Vietnam is on the doorstep of a landmark reclassification that could reshape its capital markets and attract billions of dollars in foreign investment. Last week in London, Minister of Finance Nguyen Van Thang reaffirmed the government’s commitment to moving from frontier to secondary emerging market status. During his visit to the UK and Italy, he met with leaders of the London Stock Exchange (LSE) and FTSE Russell, calling for support on index refinement and post-trade infrastructure. Vietnam also signed an agreement with FTSE to further strengthen market development.
This effort builds on a series of decisive reforms issued recently by the government including Decree 245, amending the Securities Law to remove foreign ownership restrictions that previously allowed companies to set caps below the legal maximum. The move expands “foreign room” and aligns with international commitments. At the same time, Circular 68 removed the requirement for foreign institutional investors to pre-deposit sufficient funds when placing buy orders. These reforms collectively address key barriers identified by global index providers.

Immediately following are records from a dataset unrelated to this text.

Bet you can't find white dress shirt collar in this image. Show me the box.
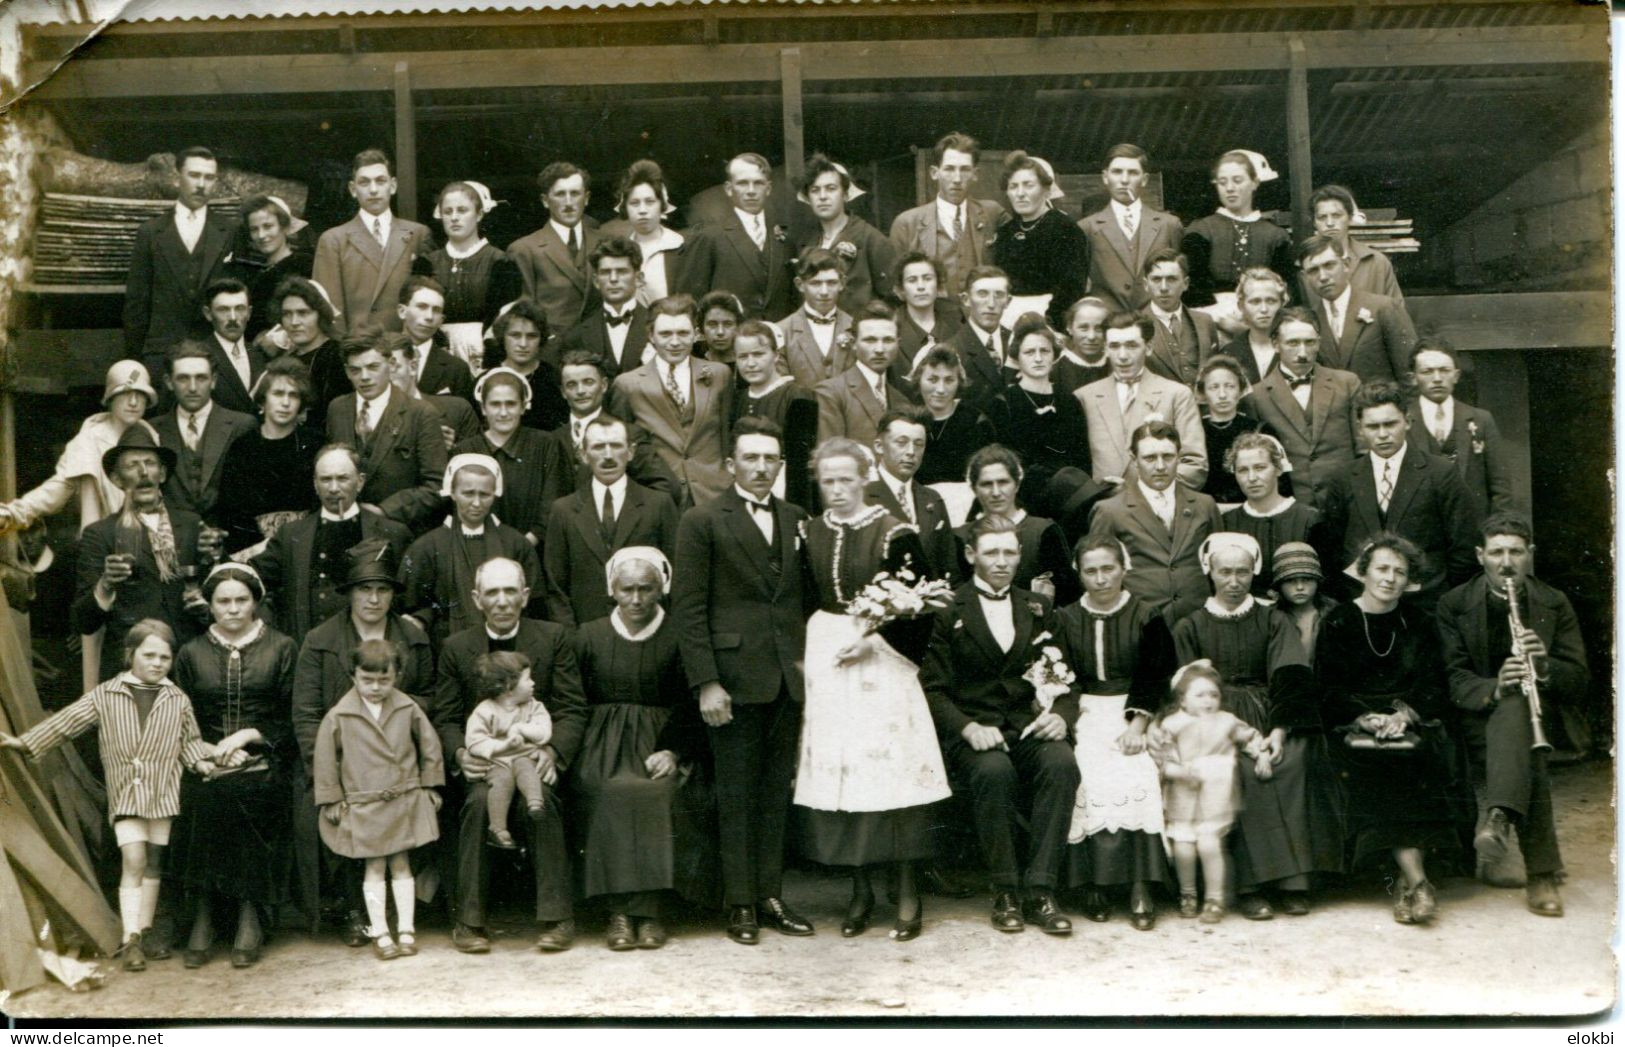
[362,210,393,242]
[1137,479,1176,525]
[569,406,602,445]
[1149,303,1183,328]
[320,502,361,523]
[662,356,692,388]
[550,219,581,247]
[1111,199,1142,226]
[178,399,213,435]
[734,484,772,508]
[936,197,967,237]
[1372,442,1409,484]
[485,622,521,641]
[591,474,629,515]
[732,208,765,237]
[357,383,392,417]
[1425,398,1455,434]
[413,340,433,383]
[854,361,887,395]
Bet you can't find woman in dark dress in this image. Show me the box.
[1196,354,1267,507]
[991,152,1088,330]
[1317,533,1462,925]
[794,439,948,941]
[484,297,569,434]
[794,153,898,316]
[914,346,996,525]
[1220,432,1321,597]
[264,275,348,432]
[953,444,1080,606]
[892,253,963,384]
[169,564,298,968]
[216,356,323,557]
[428,181,523,374]
[450,367,571,549]
[1057,537,1174,929]
[986,315,1093,528]
[573,547,708,950]
[1171,532,1343,919]
[731,320,817,511]
[229,195,314,341]
[1182,150,1295,310]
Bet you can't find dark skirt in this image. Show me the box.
[1328,720,1464,871]
[1066,830,1170,888]
[799,806,935,867]
[169,759,291,905]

The momentum was reinforced on 12 September, when the Prime Minister signed Decision 2014/QĐ-TTg, approving the “Stock Market Upgrading Scheme.” The roadmap sets clear objectives: in the short term, to satisfy all criteria for FTSE Russell’s secondary emerging market classification within 2025; and in the longer term, to aim for MSCI Emerging Market and higher FTSE tiers by 2030.
Minister Thang has confirmed that Vietnam has met all nine mandatory criteria set by FTSE Russell, including improvements in foreign ownership, pre-trade funding, and settlement practices. Investors are now looking forward to 7 October 2025, when FTSE Russell will announce the results of its annual country classification review.
A positive decision could mark Vietnam’s official upgrade, with results expected after U.S. market close — early 8 October Hanoi time.
Market analysts see significant opportunities if Vietnam secures reclassification. Estimates suggest that passive inflows from FTSE-tracking exchange-traded funds (ETFs) alone could range from USD 1.0–1.5 billion, with active institutional funds likely to follow. The sectors expected to benefit most include banking, securities, financial services, real estate, and other highly liquid large-cap stocks. At the same time, a global shift toward monetary easing, with the U.S. Federal Reserve signaling rate cuts, may provide additional support by lowering capital costs and easing currency pressures.
The upgrade, however, is not without challenges. Experts caution that sustaining investor confidence requires not just regulatory changes on paper, but consistent implementation in practice. This includes improvements in transparency, financial reporting standards, robust settlement mechanisms and investor protection. Additionally, short-term volatility may occure as markets adjust to heightened expectations and shifting foreign capital flows.
Still, the outlook is highly optimistic. If confirmed in October, Vietnam’s reclassification will not only elevate its profile in global capital markets but also unlock new avenues for companies to raise funds, expand, and compete on the international stage. For investors, this represents the opportunity to engage with one of Asia’s most dynamic and promising emerging markets.